Convenção de 1961 sobre drogas – adotada por 186 países, incluído Uruguai – só contempla uso do cannabis para fins médicos e científicos

O presidente do Uruguai, José Mujica, afirmou nesta quarta-feira que seu governo despreza as advertências da Junta Internacional de Fiscalização de Entorpecentes (Jife) que questiona em seu último relatório anual a legalização da produção e venda de maconha aprovada no país.

“A ONU, que é tão velha, está puxando a nossa orelha. E vamos dar tanta bola para isso como dão as grandes potências quando tomam suas decisões”, afirmou Mujica, em alusão a sua política sobre a maconha.

“Vamos ganhar esse jogo. Vamos mostrar qual é o caminho das reformas”, acrescentou.

O presidente do Uruguai fez estas declarações após receber um prêmio da Associação Latino-Americana para os Direitos Humanos (Aldhu), entregue em reconhecimento às “reformas substanciais” empreendidas durante seu governo, entre elas a regulação da maconha.

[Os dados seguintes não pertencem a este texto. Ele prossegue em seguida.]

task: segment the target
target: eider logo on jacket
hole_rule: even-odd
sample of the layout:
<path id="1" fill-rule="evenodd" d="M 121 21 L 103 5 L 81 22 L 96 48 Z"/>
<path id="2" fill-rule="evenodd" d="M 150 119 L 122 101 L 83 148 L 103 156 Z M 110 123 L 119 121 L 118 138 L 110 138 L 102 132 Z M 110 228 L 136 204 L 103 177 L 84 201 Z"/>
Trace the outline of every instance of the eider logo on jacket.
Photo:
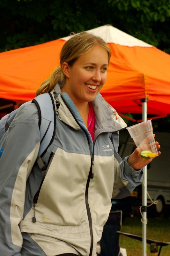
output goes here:
<path id="1" fill-rule="evenodd" d="M 112 150 L 111 148 L 109 148 L 109 149 L 107 149 L 110 148 L 110 146 L 109 145 L 104 145 L 103 146 L 103 148 L 104 148 L 105 149 L 103 149 L 103 151 L 112 151 Z"/>

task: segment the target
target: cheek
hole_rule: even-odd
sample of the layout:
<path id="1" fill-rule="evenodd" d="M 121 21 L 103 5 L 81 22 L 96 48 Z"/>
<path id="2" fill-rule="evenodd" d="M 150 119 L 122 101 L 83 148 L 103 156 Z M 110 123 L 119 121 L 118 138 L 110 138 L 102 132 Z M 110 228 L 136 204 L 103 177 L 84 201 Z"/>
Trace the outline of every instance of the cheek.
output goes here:
<path id="1" fill-rule="evenodd" d="M 106 81 L 106 80 L 107 79 L 107 74 L 106 73 L 104 75 L 104 76 L 102 77 L 102 83 L 104 84 L 105 83 Z"/>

“Somos um país pequeno e eles se assustam. Mas me assusta mais que levemos 100 anos reprimindo e ficarmos pior, multiplicando a riqueza que vai parar na mão dos grandes, enquanto os povos e a juventude se desfazem”, expressou o líder.

A Jife assinalou na segunda-feira, na apresentação de seu relatório anual, que a lei uruguaia que regula a produção, venda e consumo de maconha viola os tratados internacionais sobre drogas e “marca uma tendência perigosa”.

A Convenção de 1961 sobre drogas – adotada por 186 países, incluído Uruguai – só contempla o uso do cannabis para fins médicos e científicos, segundo repetiu a Jife, por isso que qualquer uso recreativo, como o que prevê a lei uruguaia, sai do estipulado.

Apesar da dureza do relatório, o presidente do organismo, Raymond Yans, mostrou sua disposição para renovar a “estreita cooperação” com o Uruguai para abordar sua lei de legalização do cannabis, respeito à qual agora mantêm um “diálogo difícil”, reconheceu.

A Jife se apresenta como um órgão independente, formado por 13 membros, com a incumbência de vigiar e promover a aplicação dos tratados das Nações Unidas sobre fiscalização de drogas.

O Uruguai legalizou a compra e venda e cultivo da maconha em 10 de dezembro do ano passado, com a aprovação no Senado do projeto legislativo, que, atualmente, se encontra em fase de regulamentação.